Cela ne date d’hier : au Parti communiste, les lendemains d’élection ne chantent plus guère. Les dépenses de la campagne présidentielle de Marie–George Buffet – 4 822 820€ – sont considérables, pour un résultat historiquement bas : 1,93 %. Pourtant le PCF est en moins mauvaise posture qu’il ne le laisse entendre. La vente en 2004 d’un immeuble a rapporté au parti 4 060 000€, suffisamment pour couvrir une partie des dépenses de la campagne. Le PC peut aussi espérer, après vérification par la CNCCFP, un remboursement de 808 300€ pour sa campagne présidentielle. En effet, selon la CNCCFP, les candidats qui ont obtenu moins de 5 % des suffrages ne seront remboursés qu’à 1/20 du plafond des dépenses autorisées, soit 808 300€ sur les 16 166 000€ autorisés. A cet égard, Olivier Besancenot de la Ligue communiste révolutionnaire (LCR), s’en tire beaucoup mieux, puisque ses dépenses s’élèvent à 918 330€ pour un score électoral plus de deux fois supérieur à celui de Marie–George Buffet. Les heureux candidats arrivés au–dessus de 5 % sont, eux, plus favorisés. Ils obtiendront un remboursement de la moitié du plafond du premier tout, soit 8 083 000€. Les dépenses engagées par François Bayrou et par Jean–Marie Le Pen étant respectivement de 9 746 518€ et de 9 683 564€, l’UDF–MoDem et le Front national pourront donc espérer un remboursement non négligeable de leur campagne présidentielle. Une bonne nouvelle pour le FN, sorti exsangue des législatives. Quant aux deux qualifiés pour le second tour, Nicolas Sarkozy (21 038 891€ de dépenses) et Ségolène Royal (20 712 043€), ils pourront bénéficier de 10 519 445€ de frais de campagne remboursés, soit la moitié du montant autorisé pour les candidats du 6 mai. Les comptes de l’UMP restent néanmoins bien approvisionnés. Nicolas Sarkozy avait en effet récolté 7M€ de dons de personnes physiques (dont le maximum autorisé est de 4 600€ par personne), sa rivale n’ayant de son côté réuni que 100 000€ de dons.

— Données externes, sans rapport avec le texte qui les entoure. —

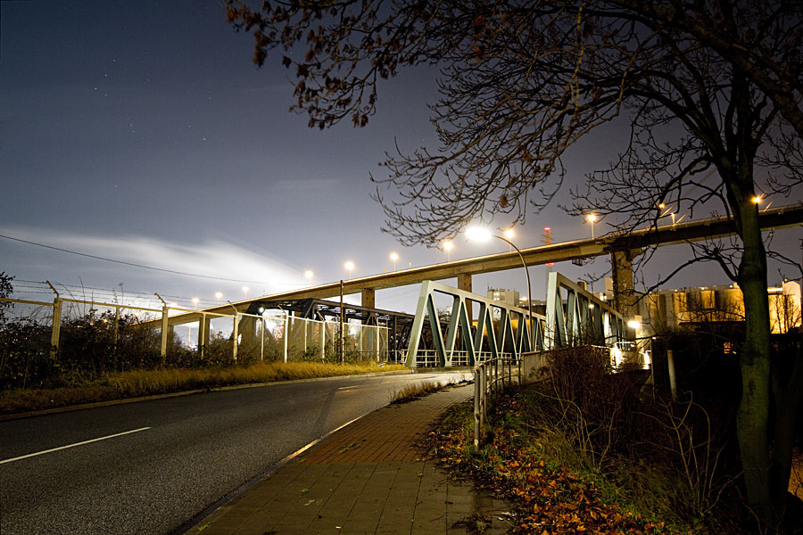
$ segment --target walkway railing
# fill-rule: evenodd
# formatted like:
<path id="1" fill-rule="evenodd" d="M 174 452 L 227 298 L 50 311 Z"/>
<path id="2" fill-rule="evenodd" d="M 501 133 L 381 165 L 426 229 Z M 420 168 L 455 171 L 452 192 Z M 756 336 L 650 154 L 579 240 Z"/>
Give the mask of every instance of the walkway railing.
<path id="1" fill-rule="evenodd" d="M 509 355 L 489 358 L 474 367 L 474 447 L 479 448 L 483 425 L 488 416 L 489 399 L 499 396 L 506 388 L 527 384 L 538 377 L 543 366 L 543 353 L 522 354 L 519 359 Z"/>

LE BUDGET DES PARTIS APRES LES ELECTIONS :
Partis Budget des
partis politiques
déclarés en 2005
(euros)
Budget des
partis politiques,
estimations pour 2007
(millions d’euros)
UMP 48 951 457 53,7
PS 46 613 835 41,1
PCF 33 665 967 29,3
FN 8 219 188 € 7,4
UDF–MoDem 6 942 014 6,4

Source : Commission nationale des comptes de campagne et des financements politiques.

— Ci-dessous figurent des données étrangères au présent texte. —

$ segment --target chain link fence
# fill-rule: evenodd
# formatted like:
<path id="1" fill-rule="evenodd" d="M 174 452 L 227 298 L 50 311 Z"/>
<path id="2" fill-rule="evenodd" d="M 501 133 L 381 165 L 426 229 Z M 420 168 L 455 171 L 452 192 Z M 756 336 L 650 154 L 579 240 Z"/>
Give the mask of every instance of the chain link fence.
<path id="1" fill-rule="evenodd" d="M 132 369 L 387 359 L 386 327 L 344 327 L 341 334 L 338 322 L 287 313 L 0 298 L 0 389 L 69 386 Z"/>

Nos estimations sont établies à la fois à partir des résultats des législatives de juin dernier et de la déclaration du budget des partis politiques publiés au Journal Officiel en 2005. Si les subventions publiques aux partis constituent une part non négligeable de leur budget, d’autres sources de financement existent. Ainsi, selon les chiffres publiés au JO en 2005, la dotation de l’Etat ne représentait que 10 % du budget du PCF, 41 % pour le PS,45 % à l’UMP, voire 60 % au FN. Les partis politiques vivent aussi des cotisations de leurs adhérents, du reversement d’une partie des indemnités de leurs élus (48 % du budget du PCF contre 2 % à l’UMP et 24 % au PS), des dons de personnes physiques ou encore de l’organisation de manifestations et colloques, un poste budgétaire important, par exemple, pour Lutte ouvrière, qui en tire un quart de son budget total.

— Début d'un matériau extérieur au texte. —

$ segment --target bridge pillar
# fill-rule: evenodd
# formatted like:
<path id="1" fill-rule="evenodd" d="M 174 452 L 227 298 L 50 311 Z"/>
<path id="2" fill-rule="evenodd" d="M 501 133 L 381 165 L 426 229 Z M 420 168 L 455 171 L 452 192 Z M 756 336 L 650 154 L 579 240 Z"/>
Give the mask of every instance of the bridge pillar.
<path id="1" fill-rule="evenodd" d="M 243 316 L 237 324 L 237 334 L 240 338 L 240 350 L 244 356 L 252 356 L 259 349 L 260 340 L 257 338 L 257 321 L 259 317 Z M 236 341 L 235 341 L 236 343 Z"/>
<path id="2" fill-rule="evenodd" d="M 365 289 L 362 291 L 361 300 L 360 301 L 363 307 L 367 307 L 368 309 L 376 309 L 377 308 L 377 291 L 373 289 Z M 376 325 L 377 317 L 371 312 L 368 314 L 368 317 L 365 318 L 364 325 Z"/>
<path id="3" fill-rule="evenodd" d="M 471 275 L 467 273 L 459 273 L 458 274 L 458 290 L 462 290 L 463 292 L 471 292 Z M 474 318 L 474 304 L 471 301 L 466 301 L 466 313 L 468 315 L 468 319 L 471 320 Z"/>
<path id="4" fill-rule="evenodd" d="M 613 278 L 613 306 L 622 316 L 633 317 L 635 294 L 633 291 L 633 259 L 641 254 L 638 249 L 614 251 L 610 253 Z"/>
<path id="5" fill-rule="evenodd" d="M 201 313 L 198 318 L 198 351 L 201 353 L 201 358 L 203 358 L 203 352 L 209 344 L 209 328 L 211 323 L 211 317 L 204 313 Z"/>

UMP : 25 107 612€ de financement public annuel : 16 976 896€ (1,65€ multiplié par le nombre de voix obtenues) plus 13 895 716€ (soit 44 394€ multipliés par le nombre de députés), moins 1,8M€ reversé au Parti radical valoisien et moins la « sanction–parité » de 3 965 000€. A cela s’ajoute les cotisations des adhérents, les contributions des élus et les dons de personnes physiques, pour un total estimé à 53,7M€.

PS : 17 721 908€ de financement public, répartis entre 10 619 624€ (voix) et 8 257 284€ (élus), moins 600 000€ reversés au PRG et 555 000€ de « sanction–parité ». Avec les cotisations des adhérents, les contributions des élus et les dons de personnes physiques, on arrive à un total estimé à 41,1M€.

PCF : 29,3M€.

FN : 7,4M€.

UDF–MoDem : 6,4M€.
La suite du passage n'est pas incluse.